It is a figure which shows schematic structure of the boiling water reactor which is the application object of the fuel extraction method of the reactor of this invention, a fuel loading method, and a fuel exchange method. FIG. 2 is a horizontal sectional view of the entire core in FIG. 1. FIG. 2 is a horizontal sectional view of four fuel assemblies and a cross-shaped control rod in FIG. 1. FIG. 2 is a vertical sectional view showing the overall structure of the fuel assembly in FIG. 1. FIG. 2 is a horizontal sectional view showing the arrangement of four fuel assemblies in FIG. 1 together with an upper lattice plate. It is a flowchart which shows the fuel replacement | exchange method of the conventional nuclear reactor. In order to confirm the satisfaction of the reactor shutdown margin in the fuel replacement method of the nuclear reactor according to the present invention, the loading pattern of the fuel assembly as a result of the computer simulation in the core system using the fuel assembly having the fuel rod configuration of 10 rows and 10 columns ( It is a characteristic view which shows the relationship between a horizontal axis) and an effective neutron multiplication factor (vertical axis). It is a flowchart for demonstrating the fuel replacement method and fuel extraction method of the nuclear reactor which is Example 1 of this invention. It is a fragmentary sectional view which shows the partial drawing-out state of the cross-shaped control rod in Example 1 of this invention. It is a fragmentary sectional view which shows the full insertion state of the cross-shaped control rod in Example 1 of this invention. It is a flowchart for demonstrating the fuel loading method of the reactor which is Example 2 of this invention. It is a flowchart for demonstrating the fuel loading method of the nuclear reactor which is Example 3 of this invention.

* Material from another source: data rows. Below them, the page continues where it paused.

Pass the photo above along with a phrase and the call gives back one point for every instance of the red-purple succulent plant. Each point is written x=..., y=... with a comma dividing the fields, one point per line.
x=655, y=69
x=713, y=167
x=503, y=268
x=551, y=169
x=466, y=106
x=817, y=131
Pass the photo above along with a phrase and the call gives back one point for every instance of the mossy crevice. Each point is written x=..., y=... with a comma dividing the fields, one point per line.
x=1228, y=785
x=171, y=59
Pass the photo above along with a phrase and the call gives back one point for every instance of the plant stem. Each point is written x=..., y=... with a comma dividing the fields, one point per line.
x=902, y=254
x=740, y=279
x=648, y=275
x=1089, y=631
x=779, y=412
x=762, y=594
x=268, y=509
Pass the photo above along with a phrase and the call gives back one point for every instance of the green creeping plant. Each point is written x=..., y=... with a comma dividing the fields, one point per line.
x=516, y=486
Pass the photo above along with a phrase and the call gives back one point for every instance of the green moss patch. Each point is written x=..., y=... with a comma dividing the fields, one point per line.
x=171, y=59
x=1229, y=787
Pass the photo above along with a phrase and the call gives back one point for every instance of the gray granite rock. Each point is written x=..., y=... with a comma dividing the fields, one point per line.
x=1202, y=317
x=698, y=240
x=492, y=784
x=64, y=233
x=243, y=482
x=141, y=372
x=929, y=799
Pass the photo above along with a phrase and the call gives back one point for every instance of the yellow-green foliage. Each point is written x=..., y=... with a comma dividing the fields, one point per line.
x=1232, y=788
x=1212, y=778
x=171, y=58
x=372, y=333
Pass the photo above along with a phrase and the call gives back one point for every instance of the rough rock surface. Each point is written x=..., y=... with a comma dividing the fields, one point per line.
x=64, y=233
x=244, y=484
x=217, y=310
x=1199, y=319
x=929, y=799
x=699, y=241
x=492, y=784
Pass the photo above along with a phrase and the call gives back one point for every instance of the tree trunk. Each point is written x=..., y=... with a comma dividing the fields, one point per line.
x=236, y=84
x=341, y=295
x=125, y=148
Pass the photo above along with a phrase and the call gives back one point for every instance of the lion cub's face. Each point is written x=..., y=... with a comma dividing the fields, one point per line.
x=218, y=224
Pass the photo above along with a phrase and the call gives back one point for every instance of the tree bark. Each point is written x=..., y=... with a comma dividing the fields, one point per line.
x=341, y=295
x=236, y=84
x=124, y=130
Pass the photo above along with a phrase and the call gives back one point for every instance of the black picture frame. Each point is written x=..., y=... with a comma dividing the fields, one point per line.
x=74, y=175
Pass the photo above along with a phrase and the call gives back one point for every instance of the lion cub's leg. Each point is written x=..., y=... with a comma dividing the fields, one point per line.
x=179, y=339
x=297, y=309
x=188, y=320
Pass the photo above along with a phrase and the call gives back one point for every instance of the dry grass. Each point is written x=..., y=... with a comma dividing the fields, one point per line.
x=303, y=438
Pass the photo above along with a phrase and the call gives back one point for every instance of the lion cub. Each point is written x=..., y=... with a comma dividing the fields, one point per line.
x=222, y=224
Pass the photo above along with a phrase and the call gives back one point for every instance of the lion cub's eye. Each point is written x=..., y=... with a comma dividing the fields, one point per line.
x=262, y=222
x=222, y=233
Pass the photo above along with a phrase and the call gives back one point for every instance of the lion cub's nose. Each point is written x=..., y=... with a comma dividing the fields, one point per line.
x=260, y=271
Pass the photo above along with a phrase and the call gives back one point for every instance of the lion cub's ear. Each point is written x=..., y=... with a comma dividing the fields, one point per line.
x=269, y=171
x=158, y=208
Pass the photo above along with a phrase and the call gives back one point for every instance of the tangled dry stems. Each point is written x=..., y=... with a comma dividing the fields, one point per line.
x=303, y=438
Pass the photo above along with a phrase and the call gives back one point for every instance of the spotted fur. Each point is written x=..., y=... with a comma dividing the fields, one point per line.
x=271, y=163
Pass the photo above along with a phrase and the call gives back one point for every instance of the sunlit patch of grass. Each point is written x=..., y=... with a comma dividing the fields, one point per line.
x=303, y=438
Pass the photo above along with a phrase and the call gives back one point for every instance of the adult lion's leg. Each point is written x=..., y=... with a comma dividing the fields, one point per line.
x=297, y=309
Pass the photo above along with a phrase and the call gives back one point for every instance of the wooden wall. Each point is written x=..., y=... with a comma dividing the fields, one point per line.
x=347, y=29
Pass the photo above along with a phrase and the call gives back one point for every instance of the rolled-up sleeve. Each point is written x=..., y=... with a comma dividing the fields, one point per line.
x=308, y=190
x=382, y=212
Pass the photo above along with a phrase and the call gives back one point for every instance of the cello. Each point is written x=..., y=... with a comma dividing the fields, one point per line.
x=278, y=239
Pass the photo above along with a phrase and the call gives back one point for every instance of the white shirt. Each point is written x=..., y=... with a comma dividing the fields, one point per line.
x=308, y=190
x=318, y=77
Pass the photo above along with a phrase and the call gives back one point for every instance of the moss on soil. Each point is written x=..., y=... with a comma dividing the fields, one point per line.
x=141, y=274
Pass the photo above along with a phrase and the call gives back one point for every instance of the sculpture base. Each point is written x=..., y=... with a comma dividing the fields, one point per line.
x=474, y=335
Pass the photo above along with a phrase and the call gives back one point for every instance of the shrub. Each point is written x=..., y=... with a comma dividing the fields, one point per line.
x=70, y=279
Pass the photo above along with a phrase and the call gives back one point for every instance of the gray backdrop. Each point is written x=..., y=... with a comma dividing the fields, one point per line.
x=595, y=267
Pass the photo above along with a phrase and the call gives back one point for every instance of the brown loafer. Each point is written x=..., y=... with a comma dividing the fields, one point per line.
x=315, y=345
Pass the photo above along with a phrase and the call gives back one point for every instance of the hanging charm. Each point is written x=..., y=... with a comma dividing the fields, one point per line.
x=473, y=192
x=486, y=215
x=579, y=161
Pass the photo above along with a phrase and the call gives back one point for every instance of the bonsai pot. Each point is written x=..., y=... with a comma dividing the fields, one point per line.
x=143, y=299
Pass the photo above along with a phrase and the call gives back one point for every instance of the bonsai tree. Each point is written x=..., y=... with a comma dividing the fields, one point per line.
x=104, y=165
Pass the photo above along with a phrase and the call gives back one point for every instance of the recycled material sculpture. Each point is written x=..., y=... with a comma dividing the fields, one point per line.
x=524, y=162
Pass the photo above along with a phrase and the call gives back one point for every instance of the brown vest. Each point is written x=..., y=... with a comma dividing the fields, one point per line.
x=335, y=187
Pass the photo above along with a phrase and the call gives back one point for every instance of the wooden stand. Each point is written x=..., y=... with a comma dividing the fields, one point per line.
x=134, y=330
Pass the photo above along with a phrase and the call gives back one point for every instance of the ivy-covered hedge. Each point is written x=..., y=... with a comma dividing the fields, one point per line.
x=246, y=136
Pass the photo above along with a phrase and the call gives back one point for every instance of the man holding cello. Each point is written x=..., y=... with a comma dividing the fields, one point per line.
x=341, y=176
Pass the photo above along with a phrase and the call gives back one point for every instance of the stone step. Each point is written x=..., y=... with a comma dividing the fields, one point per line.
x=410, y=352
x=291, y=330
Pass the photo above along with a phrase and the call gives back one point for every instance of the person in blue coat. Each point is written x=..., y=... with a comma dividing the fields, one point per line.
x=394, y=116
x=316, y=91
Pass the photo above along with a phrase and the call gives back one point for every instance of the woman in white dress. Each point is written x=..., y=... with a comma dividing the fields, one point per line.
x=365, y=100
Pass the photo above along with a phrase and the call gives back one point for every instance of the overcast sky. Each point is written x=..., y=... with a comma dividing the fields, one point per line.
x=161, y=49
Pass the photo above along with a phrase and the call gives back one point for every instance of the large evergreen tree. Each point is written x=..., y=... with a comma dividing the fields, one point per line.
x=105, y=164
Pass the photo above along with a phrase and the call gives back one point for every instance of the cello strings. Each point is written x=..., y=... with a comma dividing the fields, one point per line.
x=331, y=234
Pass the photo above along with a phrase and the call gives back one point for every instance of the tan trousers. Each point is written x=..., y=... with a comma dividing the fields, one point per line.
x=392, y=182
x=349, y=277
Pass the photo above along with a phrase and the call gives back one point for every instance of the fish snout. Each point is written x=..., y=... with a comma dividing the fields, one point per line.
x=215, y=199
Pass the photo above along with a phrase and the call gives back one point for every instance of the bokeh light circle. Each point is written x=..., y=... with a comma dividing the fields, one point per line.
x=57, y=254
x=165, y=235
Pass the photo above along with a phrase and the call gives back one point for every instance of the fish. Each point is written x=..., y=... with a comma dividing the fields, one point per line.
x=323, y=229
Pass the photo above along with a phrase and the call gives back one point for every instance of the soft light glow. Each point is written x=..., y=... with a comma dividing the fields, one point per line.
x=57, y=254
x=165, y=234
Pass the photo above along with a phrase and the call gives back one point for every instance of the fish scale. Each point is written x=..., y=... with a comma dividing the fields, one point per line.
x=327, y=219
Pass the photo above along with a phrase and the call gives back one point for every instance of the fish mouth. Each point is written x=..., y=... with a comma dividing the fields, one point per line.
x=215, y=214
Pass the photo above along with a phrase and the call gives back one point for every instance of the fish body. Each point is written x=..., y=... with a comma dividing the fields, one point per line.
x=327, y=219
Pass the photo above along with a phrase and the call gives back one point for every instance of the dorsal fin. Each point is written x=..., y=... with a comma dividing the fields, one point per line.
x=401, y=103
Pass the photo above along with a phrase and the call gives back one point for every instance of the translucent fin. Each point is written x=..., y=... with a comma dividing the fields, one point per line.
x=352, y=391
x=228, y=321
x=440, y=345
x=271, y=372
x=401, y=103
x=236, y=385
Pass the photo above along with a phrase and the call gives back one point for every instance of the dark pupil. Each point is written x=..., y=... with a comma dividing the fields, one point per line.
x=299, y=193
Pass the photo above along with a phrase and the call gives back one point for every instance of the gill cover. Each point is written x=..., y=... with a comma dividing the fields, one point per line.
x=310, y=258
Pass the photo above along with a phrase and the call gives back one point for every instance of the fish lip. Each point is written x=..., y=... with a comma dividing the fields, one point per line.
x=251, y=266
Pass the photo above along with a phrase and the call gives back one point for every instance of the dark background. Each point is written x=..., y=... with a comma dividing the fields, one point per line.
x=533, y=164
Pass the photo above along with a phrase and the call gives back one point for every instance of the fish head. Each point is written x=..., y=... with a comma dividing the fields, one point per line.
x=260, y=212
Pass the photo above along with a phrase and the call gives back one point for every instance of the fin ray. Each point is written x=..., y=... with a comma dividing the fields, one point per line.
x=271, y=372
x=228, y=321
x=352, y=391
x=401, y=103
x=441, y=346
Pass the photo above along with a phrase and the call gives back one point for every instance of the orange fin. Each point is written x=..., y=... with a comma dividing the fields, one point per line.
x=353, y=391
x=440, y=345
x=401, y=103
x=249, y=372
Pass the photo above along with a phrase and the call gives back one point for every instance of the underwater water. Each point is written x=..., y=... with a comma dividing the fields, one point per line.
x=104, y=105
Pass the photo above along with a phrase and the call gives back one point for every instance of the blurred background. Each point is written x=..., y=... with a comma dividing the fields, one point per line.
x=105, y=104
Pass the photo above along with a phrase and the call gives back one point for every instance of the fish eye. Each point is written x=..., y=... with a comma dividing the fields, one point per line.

  In the nuclear reactor fuel extraction method, fuel loading method, and fuel replacement method of the present invention, the cross-shaped control rod is partially removed when the fuel assembly is loaded (the cross-shaped control rod is partially The state of being pulled out or inserted is one of the means. Therefore, it must be ensured that the core does not become critical even in this state.

  The parameter indicating the criticality is called the effective neutron multiplication factor. The core becomes critical when the effective neutron multiplication factor reaches 1. The reactor core can maintain subcriticality with a margin even if all the cross-shaped control rods are fully inserted in a cold state, even if any one cross-shaped control rod is not inserted due to malfunction or the like. Designed. This is called furnace shutdown margin.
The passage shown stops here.